With machines ranging from $1,200 to $25,000, this was not something I'm a fan of. I firmly believe in the philosophy of don't charge until you ship. The idea that Butterfly Labs was willing to take money upfront, and then -- at some unspecified time in the future -- ship the computer, well, that idea did not appeal to me at all.
I did some additional research online and while some buyers indicated they liked the products from Butterfly Labs, others (quite a measurable number of others) were enraged that they hadn't gotten their machines after paying the full cost.
More to the point, there was some time-value-of-bitcoin math that was making me more uncomfortable with the prospect. Some of the machines Butterfly Labs was producing, if their gigahash per second claims were valid, would pay for themselves within a few months.
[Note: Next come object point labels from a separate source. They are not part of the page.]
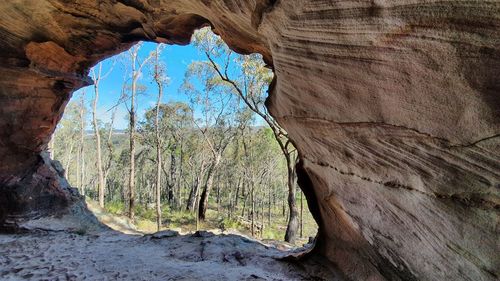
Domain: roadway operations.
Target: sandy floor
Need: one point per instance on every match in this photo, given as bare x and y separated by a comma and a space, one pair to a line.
110, 255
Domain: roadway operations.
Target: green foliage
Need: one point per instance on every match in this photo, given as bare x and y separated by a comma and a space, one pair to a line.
216, 125
115, 207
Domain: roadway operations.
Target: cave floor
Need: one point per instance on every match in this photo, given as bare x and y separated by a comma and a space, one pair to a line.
111, 255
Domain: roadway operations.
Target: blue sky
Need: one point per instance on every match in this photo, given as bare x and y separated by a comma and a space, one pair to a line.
176, 58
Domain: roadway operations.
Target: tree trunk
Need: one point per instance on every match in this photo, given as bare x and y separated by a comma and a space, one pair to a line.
202, 210
193, 195
171, 182
159, 81
293, 223
82, 146
97, 134
131, 182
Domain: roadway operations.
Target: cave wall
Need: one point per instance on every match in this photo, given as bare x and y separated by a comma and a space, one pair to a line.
394, 107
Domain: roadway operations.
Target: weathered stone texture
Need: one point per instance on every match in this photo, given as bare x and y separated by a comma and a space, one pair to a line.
393, 105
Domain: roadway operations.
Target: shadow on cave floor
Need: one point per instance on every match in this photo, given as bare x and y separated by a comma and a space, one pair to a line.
77, 247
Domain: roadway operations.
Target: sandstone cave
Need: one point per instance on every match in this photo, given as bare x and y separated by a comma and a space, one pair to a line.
394, 108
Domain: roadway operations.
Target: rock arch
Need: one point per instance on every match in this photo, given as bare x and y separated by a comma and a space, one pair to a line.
394, 108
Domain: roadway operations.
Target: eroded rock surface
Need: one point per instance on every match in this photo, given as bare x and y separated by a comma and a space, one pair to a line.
393, 105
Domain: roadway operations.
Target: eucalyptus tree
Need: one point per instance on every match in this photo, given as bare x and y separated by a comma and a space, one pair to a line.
248, 78
136, 64
217, 121
97, 76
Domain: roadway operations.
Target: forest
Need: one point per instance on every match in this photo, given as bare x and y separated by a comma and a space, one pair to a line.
216, 159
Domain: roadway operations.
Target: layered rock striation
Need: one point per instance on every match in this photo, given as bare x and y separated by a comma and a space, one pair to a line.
394, 107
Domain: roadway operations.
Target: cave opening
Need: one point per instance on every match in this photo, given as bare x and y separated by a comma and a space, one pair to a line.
198, 110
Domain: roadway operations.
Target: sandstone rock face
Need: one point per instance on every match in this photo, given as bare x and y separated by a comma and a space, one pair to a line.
394, 107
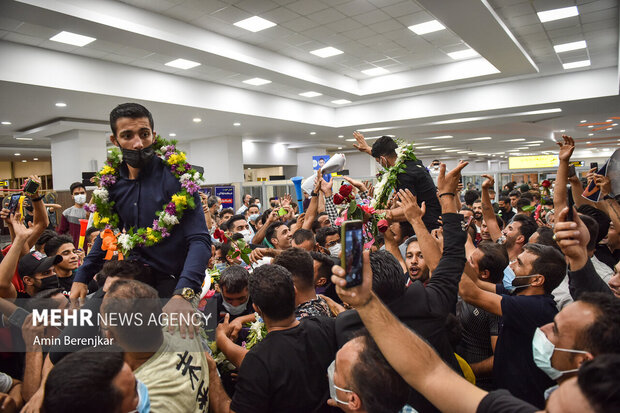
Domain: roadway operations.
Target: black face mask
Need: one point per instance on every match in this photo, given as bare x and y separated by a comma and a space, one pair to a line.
49, 283
138, 158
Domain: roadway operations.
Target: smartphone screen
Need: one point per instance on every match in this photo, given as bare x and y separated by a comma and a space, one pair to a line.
352, 239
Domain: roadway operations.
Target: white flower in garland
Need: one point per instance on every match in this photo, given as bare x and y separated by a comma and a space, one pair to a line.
125, 241
102, 194
169, 219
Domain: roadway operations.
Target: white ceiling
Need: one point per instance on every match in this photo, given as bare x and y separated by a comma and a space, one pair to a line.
518, 70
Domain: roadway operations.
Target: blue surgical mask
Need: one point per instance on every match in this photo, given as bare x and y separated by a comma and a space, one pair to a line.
144, 403
543, 349
332, 387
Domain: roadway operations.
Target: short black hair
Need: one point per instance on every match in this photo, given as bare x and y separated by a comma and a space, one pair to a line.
384, 146
46, 236
550, 263
592, 226
76, 185
130, 297
235, 279
528, 225
603, 335
373, 379
495, 260
272, 290
316, 224
82, 382
388, 281
303, 235
326, 263
470, 196
599, 381
53, 244
129, 110
323, 233
233, 219
271, 230
300, 265
522, 202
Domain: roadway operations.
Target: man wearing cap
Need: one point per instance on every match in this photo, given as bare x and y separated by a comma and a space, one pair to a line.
37, 272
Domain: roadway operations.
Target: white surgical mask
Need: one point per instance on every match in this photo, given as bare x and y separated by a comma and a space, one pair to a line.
247, 235
234, 310
332, 387
334, 250
543, 349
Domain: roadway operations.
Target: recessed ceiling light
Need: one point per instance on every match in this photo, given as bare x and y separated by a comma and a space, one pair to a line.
557, 14
439, 137
310, 94
257, 81
567, 47
326, 52
375, 71
574, 65
72, 39
427, 27
463, 54
182, 64
255, 24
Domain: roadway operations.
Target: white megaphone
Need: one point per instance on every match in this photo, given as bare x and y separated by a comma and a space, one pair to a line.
335, 164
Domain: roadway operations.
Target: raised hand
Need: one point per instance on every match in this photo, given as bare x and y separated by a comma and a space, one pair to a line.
567, 146
409, 203
361, 144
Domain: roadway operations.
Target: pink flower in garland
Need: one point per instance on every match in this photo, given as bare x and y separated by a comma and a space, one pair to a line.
171, 208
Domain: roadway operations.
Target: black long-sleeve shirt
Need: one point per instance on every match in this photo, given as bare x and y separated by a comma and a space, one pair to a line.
424, 309
184, 254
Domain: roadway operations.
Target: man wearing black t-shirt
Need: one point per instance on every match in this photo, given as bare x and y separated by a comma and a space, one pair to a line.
287, 371
595, 390
415, 178
539, 269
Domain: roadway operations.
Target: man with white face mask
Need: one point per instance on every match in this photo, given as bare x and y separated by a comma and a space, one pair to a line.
70, 221
583, 330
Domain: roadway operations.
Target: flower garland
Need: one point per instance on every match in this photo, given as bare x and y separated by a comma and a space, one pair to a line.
171, 213
388, 178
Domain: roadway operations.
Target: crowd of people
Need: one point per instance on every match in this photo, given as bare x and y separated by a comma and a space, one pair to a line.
471, 300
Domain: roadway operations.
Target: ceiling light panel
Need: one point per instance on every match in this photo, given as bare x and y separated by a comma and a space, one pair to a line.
255, 24
557, 14
73, 39
182, 64
427, 27
326, 52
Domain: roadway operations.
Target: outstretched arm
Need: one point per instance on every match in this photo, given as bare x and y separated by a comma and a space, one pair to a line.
408, 354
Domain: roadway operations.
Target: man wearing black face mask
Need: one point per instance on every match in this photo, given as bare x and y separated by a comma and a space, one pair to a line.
145, 183
37, 272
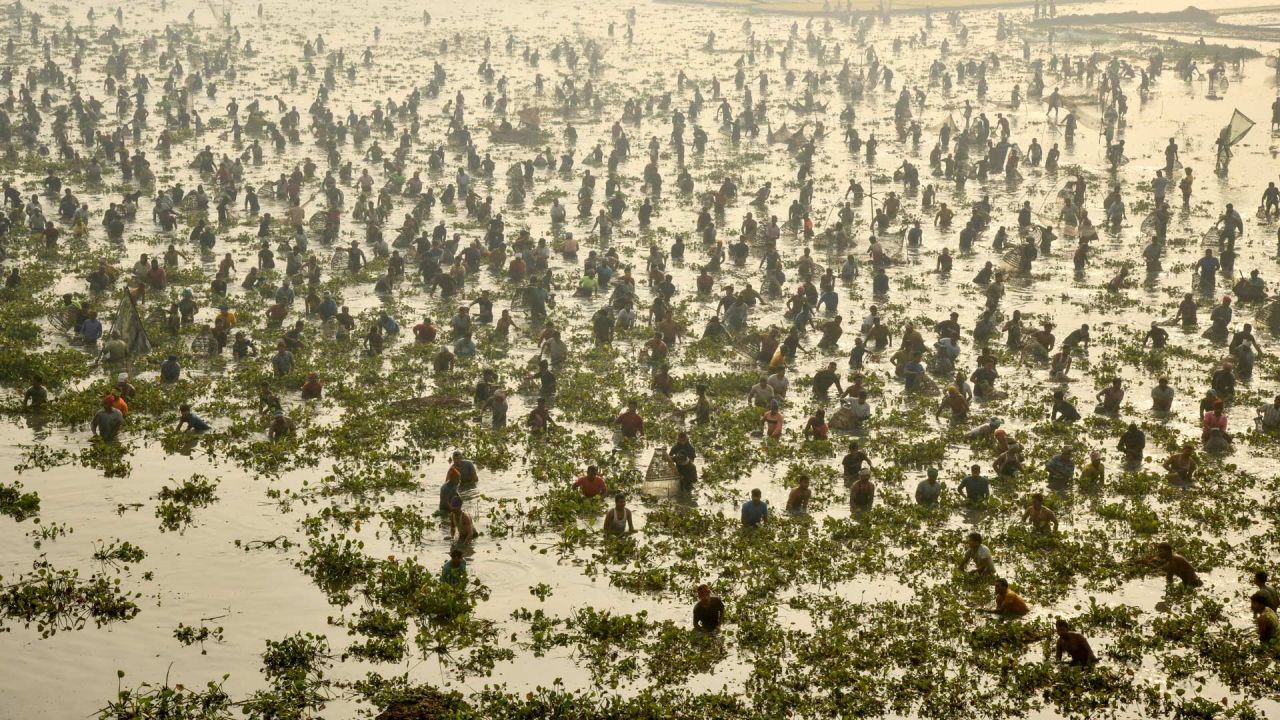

But, if it became necessary to wait three or more months, the complexity of the bitcoin calculation would increase, and those machines would no longer generate nearly the value they would at the time of order.
In effect, by the time Butterfly Labs shipped the machines, they might not be fast enough to mine enough bitcoin to recover their cost, never mind generate any profit.
I fired up Excel and ran a bunch of spreadsheet simulations, using the GHS ratings provided by Butterfly Labs and factoring that against the constantly increasing difficulty of the bitcoin algorithm.
As it turned out, the numbers were good. Real good. But only if I could pay for and get the machine within about two weeks of placing the order. At that rate, it looked like I could double my money within about two months. After that, the value of the machine would plummet precipitously, almost to the point of having no value.
But Butterfly Labs wasn't delivering in two weeks, they were delivering in two to six months. I tried tracking them down and calling them, to see if there was any flexibility in their delivery schedule, but I never got a call or email returned.
By this point, my Spidey sense wasn't tingling, it was burning and yelling. It was yelling, "Run away. Run away as fast as your feets will carry you."
And so, I ran away. I did not get into the bitcoin game. Frankly,, I'm quite glad I stayed out.
But now, after the disclosure by the U.S. Federal Trade Commission that Butterfly Labs was pretty much running a scam operation, I'm very glad I have good Spidey sense.
Not only does the FTC have a bunch of complaints about Butterfly Labs, but their specific complaint that they used customer orders to mine bitcoins hits close to my spreadsheet calculations.
This is actually pretty big, because if the FTC allegations are true, Butterfly Labs effectively sucked all the value out of their hardware (on their customers' dime), before shipping the hardware to the customers.
Not only is Butterfly Labs alleged to have used the machines for months of mining, and thereby ship used machines, the real crime is Butterfly Labs used the machines for the bulk of their usable value-generating life to mine their own bitcoins.
Based on my spreadsheet calculations from that time, Butterfly Labs would have made a LOT of money off of those machines, because that two-weeks to two-months operating time was hugely profitable. If I saw double-your-money numbers paying Butterfly Labs retail price, the company likely would have quadrupled their money (if it had been their money to begin with).
But because they appear to have been using customer money, the company had apparently figured out how to use customer payments to fund machines that were hugely profitable for that specific short period of time where they could make money, at which they would then jettison the now-nearly-worthless machines to the customers that had paid for it all.
I'm glad I didn't get caught in this scam. This deal smelled like a rat, and I didn't bite.
Now it's time for the FTC to put everything Butterfly Labs has done through the magnifying glass and then burn the wings off those bastards.